New Hearthstone Card Builds Its Own Crappy Deck So You Don't Have To | Gaming

Hearthstone is a game about careful preparation, where you amass a grand collection of cards so that you can build powerful new decks. But this week, in the continuing rollout of its new science-themed expansion The Boomsday Project, Blizzard announced a card that ignores all that, allowing players to build a deck that includes this one card alone.

Dubbed “Whizbang the Wonderful”, the card is an unassuming 4-mana with 4 attack and 5 health. But then there’s the text: “You start the game with one of Whizbang’s Wonderful Decks!”

When you put Whizbang into a deck, your deck is done. Whizbang becomes your hero, and you’re not allowed to add any more cards of your own. When you start a game, you’re given one out of 18 decks built by Blizzard (two per class), which essentially means you get to play Hearthstone on random mode.

In the past, Blizzard’s premade “deck recipes” were blueprints that players could copy so that they could learn the concepts of deckbuilding. They centred around a theme, included a heap of cards that complemented each other, weren’t too expensive to build, and were easy to get the hang of.

On the flip side, they weren’t very powerful compared to custom-built competitive decks that took advantage of the game’s strongest card interactions.

It’s pretty much agreed upon that Whizbang is actually a very weak card. Bringing a random cookie-cutter deck to the ranked ladder will almost always be a disadvantage. If your opponent pulls out a Whizbang deck, it’ll almost always look like a free win, or at least a match in your favour.

But calling a card bad is boring, especially when it does something so damn cool. So in the interest of embracing volatile variables, here are a few hypotheses for what Whizbang might bring to Hearthstone — some likely, others less so.

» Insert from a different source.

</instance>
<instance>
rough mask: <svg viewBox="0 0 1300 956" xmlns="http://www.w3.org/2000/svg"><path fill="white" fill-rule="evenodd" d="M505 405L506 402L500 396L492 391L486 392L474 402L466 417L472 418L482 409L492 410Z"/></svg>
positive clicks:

  • Whizbang will become the first card that players craft, allowing newbies to play the game with decks they wouldn’t be able to try out for months if not years. The game’s lowest ranks will become a graveyard of inexperienced Whizbang players, all playing a game of rock-paper-scissors where the person with the better randomised deck wins.
  • Experienced players will take on “The Whizbang Challenge”, and attempt to reach Hearthstone’s highest Legend ranks with a Whizbang deck. YouTube videos will begin to pop up with titles such as “REACHING LEGEND WITH ONE CARD ONLY??” and will feature a thumbnail of the player with their eyes and mouth as wide-open as possible. One of these videos will make the top post of the Hearthstone subreddit. I may cover it on this very site.
  • “Whizbang” will become a pejorative term used to insult crappy decks. At some point in time, a pro player will face a deck that deviates from an archetype by a few cards, and will then crack the following joke to their stream viewers: “Is this a Whizbang deck guys? Are we facing a Whizbang deck?” The streamer will then proceed to laugh at their own joke, which they find very clever.
  • Whizbang will make its tournament debut, piloted by a player who believes that staying unpredictable takes precedence over bringing overpowered decks. Each game they use Whizbang, they will end up with a deck that just so happens to counter the opponent’s win conditions, and they will ride the card to victory. In 40 years, the esports version of ESPN’s 30 for 30 documentary series will cover this highly unlikely event as one of Hearthstone’s most inspiring underdog stories.
  • Once Whizbang’s novelty has dissipated about two months after The Boomsday Project’s launch, players will face a terrible sense of buyer’s remorse after realising they just spent three weeks’ worth of dust savings on a very bad Hearthstone card.